Une chronique de Francis Sahel

Le fils du dictateur Idriss Déby, décédé len avril 2023, a succédé à son père via un coup d’état familial inédit et totalement couvert par les autorités françaises

Que s’est-il passé dans la tête de Mahamat Idriss Deby, l’homme fort de la transition tchadienne depuis le décès en avril 2021 de son père Idriss Deby Itno ? Que cherche-t-il vraiment avec la volte-face de son régime en faveur des libertés et du respect des droits de l’homme ? 

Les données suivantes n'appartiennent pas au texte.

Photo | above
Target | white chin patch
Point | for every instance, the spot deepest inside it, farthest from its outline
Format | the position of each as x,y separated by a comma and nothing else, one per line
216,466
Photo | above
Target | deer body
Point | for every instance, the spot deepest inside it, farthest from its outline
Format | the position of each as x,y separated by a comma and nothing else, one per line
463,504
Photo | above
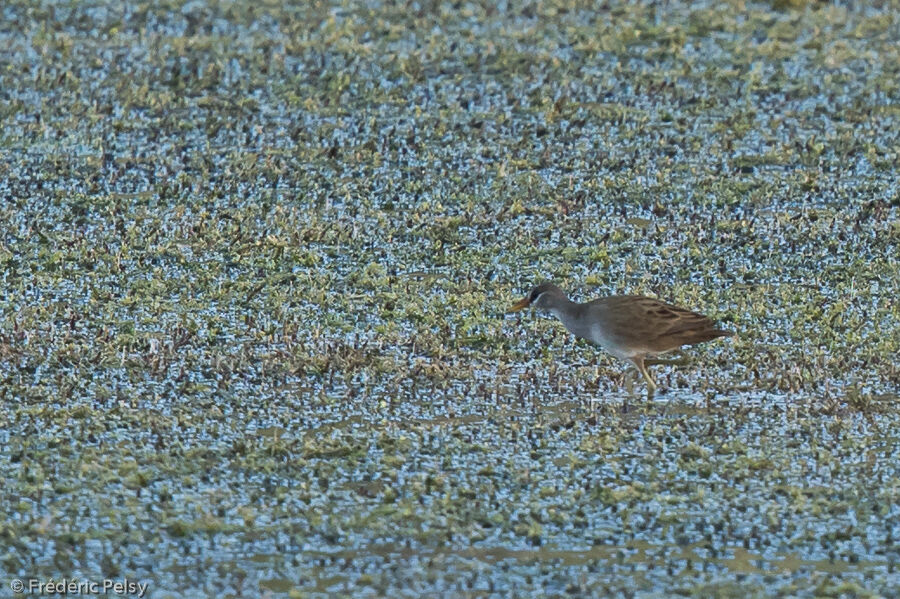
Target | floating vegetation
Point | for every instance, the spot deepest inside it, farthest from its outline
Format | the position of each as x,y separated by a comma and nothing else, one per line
255,259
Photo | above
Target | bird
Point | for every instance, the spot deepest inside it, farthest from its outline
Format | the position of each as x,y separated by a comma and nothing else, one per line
630,327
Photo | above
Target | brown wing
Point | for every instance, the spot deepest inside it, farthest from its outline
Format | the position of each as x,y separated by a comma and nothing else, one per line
656,325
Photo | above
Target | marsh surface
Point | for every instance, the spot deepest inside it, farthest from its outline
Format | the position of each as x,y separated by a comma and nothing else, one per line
255,260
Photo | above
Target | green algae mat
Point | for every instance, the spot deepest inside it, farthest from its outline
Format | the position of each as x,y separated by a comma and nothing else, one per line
255,259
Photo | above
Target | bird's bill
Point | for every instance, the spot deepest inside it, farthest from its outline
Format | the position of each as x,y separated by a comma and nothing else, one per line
520,305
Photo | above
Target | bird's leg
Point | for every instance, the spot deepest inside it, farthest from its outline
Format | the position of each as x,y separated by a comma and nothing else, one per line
639,362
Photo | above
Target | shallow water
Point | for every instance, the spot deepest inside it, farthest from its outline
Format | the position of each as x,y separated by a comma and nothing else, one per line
257,258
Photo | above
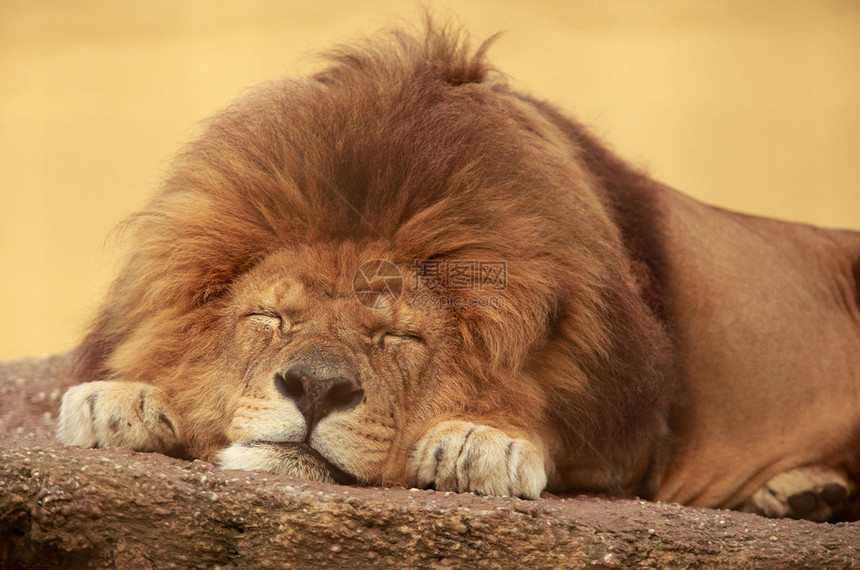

Ces interrogations taraudent encore les observateurs, même plus avisés de la vie politique tchadienne depuis que Mahamat Idriss Deby dit Kaka a décidé de libérer près de 380 ex-rebelles du FACT, peu après leur condamnation à la prison à perpétuité. Environ 259 personnes condamnées, quant à elles, à la prison ferme pour leur participation à la manifestation organisée en octobre 2022 par les Transformateurs de l’opposant Succès Masra ont elles aussi toutes été graciées par le président tchadien. Ces mesures de clémence, surprenantes de la part d’un pouvoir réputée jusqu’ici pour sa brutalité, ont été précédées par d’autres gestes de décrispation. En effet, le pouvoir auto institué à N’Djamena avait levé dès janvier la mesure d’interdiction qui frappait les Transformateurs et six autres partis politiques accusés d’être les instigateurs des manifestations du 20 octobre 2022 qui ont fait environ 50 morts selon le pouvoir et au moins deux cents morts d’après les Transformateurs.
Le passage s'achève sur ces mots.